From mining, logging, urban sprawl, agriculture and polluting industrial practices, in many places ecosystems have been lost or severely degraded. The Wilderness Committee works to identify and protect precious remaining wilderness to safeguard our future in the face of global climate and biodiversity crises. We have a responsibility to ourselves, fellow living creatures and future generations to build better relationships with nature. We must balance economic development with ecological conservation — right now economic development weighs far too heavily on that scale.
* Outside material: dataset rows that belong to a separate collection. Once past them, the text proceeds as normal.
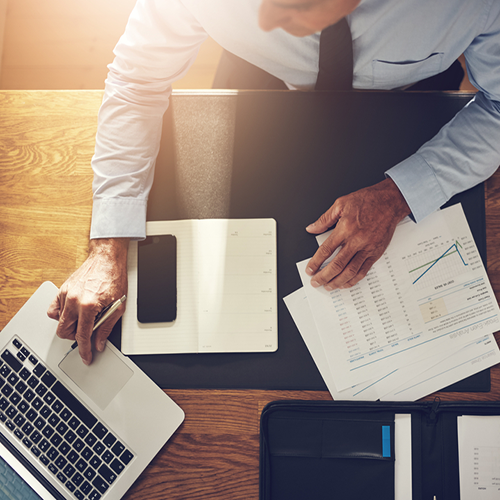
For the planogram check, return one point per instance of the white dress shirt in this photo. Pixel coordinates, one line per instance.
(395, 43)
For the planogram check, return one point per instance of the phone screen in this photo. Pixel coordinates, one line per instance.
(157, 279)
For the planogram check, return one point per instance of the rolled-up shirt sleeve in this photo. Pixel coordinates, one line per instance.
(466, 151)
(160, 43)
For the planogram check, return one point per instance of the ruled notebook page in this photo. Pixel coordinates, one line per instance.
(226, 290)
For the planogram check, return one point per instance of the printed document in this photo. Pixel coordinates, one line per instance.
(428, 293)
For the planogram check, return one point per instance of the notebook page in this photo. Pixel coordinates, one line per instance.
(237, 309)
(181, 335)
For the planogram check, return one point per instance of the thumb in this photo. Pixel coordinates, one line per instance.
(54, 310)
(326, 221)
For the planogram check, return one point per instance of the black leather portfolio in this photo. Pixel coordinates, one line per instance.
(288, 156)
(347, 450)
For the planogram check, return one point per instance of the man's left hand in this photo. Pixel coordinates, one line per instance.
(364, 224)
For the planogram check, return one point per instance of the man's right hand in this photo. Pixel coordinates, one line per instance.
(101, 280)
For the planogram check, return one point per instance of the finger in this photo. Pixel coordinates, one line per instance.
(340, 270)
(54, 310)
(84, 333)
(326, 249)
(327, 220)
(363, 271)
(102, 333)
(68, 318)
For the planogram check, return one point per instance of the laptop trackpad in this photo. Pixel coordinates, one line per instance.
(102, 380)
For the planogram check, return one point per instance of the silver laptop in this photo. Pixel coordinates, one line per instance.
(67, 430)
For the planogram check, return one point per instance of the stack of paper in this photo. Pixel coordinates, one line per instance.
(420, 320)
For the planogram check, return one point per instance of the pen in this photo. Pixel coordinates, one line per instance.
(102, 317)
(107, 312)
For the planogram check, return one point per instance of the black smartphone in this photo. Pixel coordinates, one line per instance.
(157, 279)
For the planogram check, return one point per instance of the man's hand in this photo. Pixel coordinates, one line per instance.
(100, 280)
(365, 222)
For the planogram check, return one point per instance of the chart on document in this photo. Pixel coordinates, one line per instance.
(429, 288)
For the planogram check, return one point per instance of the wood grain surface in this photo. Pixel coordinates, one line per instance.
(46, 143)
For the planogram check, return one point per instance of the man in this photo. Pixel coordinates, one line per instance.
(395, 43)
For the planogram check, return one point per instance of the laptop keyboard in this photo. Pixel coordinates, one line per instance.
(56, 427)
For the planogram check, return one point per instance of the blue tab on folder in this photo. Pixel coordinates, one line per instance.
(386, 441)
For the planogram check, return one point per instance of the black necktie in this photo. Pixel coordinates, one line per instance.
(335, 58)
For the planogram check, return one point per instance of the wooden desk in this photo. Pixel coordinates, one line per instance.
(46, 143)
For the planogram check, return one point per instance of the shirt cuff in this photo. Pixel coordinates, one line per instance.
(419, 186)
(118, 218)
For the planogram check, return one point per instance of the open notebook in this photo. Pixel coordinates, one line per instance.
(226, 290)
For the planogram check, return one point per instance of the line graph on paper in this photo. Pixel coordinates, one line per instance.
(438, 262)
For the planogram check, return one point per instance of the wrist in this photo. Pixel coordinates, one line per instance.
(112, 248)
(396, 199)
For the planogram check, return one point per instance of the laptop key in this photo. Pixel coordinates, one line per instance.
(99, 447)
(118, 448)
(107, 473)
(48, 379)
(99, 430)
(35, 437)
(29, 395)
(70, 437)
(90, 439)
(109, 440)
(77, 479)
(56, 439)
(65, 414)
(74, 423)
(52, 453)
(71, 487)
(100, 484)
(7, 390)
(32, 381)
(81, 465)
(39, 370)
(69, 470)
(9, 358)
(89, 473)
(61, 462)
(23, 407)
(15, 398)
(41, 390)
(37, 403)
(78, 445)
(96, 462)
(44, 445)
(117, 466)
(108, 456)
(86, 488)
(94, 495)
(72, 457)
The province is home to multiple wilderness regions — from the mighty boreal and peatlands in the north to the mixed forests of the Great Lakes-St. Lawrence plains and the incredibly diverse Carolinian forests and grasslands of the southwest. Three primary watersheds in this province house more than a quarter of all wetlands in Canada and one-fifth of all the world’s freshwater. These ecosystems provide life-sustaining services including wildlife habitat, air and water filtration and climate regulation.
And of course, nature provides valuable opportunities for recreation, psychological, spiritual, health and social benefits for people. Healthy ecosystems are essential for Indigenous communities to practice traditional culture and treaty rights to hunt, fish and gather medicine, and Indigenous knowledge related to maintaining good relationships with the land is as well as fulfil responsibilities to caring for the land.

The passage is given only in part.